Берк протянул ей какую-то штуковину:
— Возьми. Импульсный детонатор.
Элис открыла было рот, но он перебил:
— Пусть просто будет у тебя. Ни к чему не обязывает.
Элис усмехнулась, складывая прибор в рюкзак. Ни к чему не обязывает...
Они долго целовались у ворот.
— Возвращайся, — сказал Берк напоследок. — В этом мире осталось так мало огня... но в тебе он горит. Жаль будет, если это пламя иссякнет.
Потом Элис перехватила поудобней винтовку и пошла по маркеру пип-боя. Вскоре она была в развалинах Вашингтона, пытаясь не попасться под прицел жутких зеленых монстров ростом с двух человек и с мышцами, которых хватило бы на троих крепких мужчин. Пули ее пистолета их не брали, как Элис убедилась в первую же встречу, после которой ей пришлось израсходовать половину запаса стимпаков и несколько часов сидеть под обрушившейся плитой дома, выжидая, пока чудовище забудет про нее и уйдет. Двое суток она пыталась найти дорогу к проклятой радиостанции, куда ушел отец — пока не кончилась вода и патроны; когда вокруг не было мутантов, из щелей вылезали рейдеры.

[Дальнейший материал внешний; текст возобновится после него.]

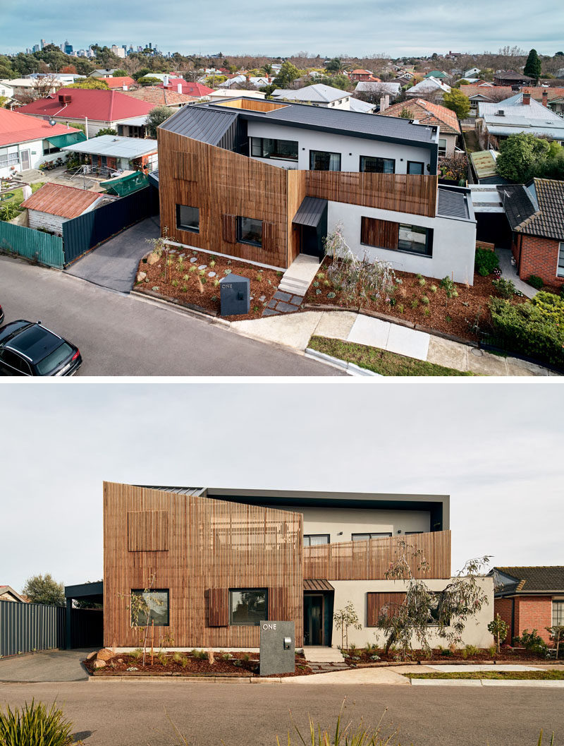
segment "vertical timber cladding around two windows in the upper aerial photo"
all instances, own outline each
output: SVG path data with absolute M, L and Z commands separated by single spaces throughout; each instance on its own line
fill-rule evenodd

Где-то среди камней, опустошив последнюю бутылку воды, она включила отцовскую запись — и, не дослушав, удалила ее из пип-боя.
Спустя полдня она звонила в интерком Тенпенни-Тауэр.
— Я волновался, птичка моя, — сказал Берк, встречая ее у железной двери. — С тобой все в порядке?
Элис кивнула. Она устала и была голодна, но это поправимо. Надо просто выспаться. Сегодня у нее будет добрая еда и мягкая постель. Сегодня и всегда.
— Я разобралась с бомбой.
— О! — на миг Элис показалось, что Берк подпрыгнет и захлопает в ладоши. — Пойдем, пойдём, моя дорогая! Зрелище будет великолепным, обещаю. А потом ты и я, мы вместе перевернем этот мир!
Элис улыбнулась и, взяв его под руку, пошла рядом.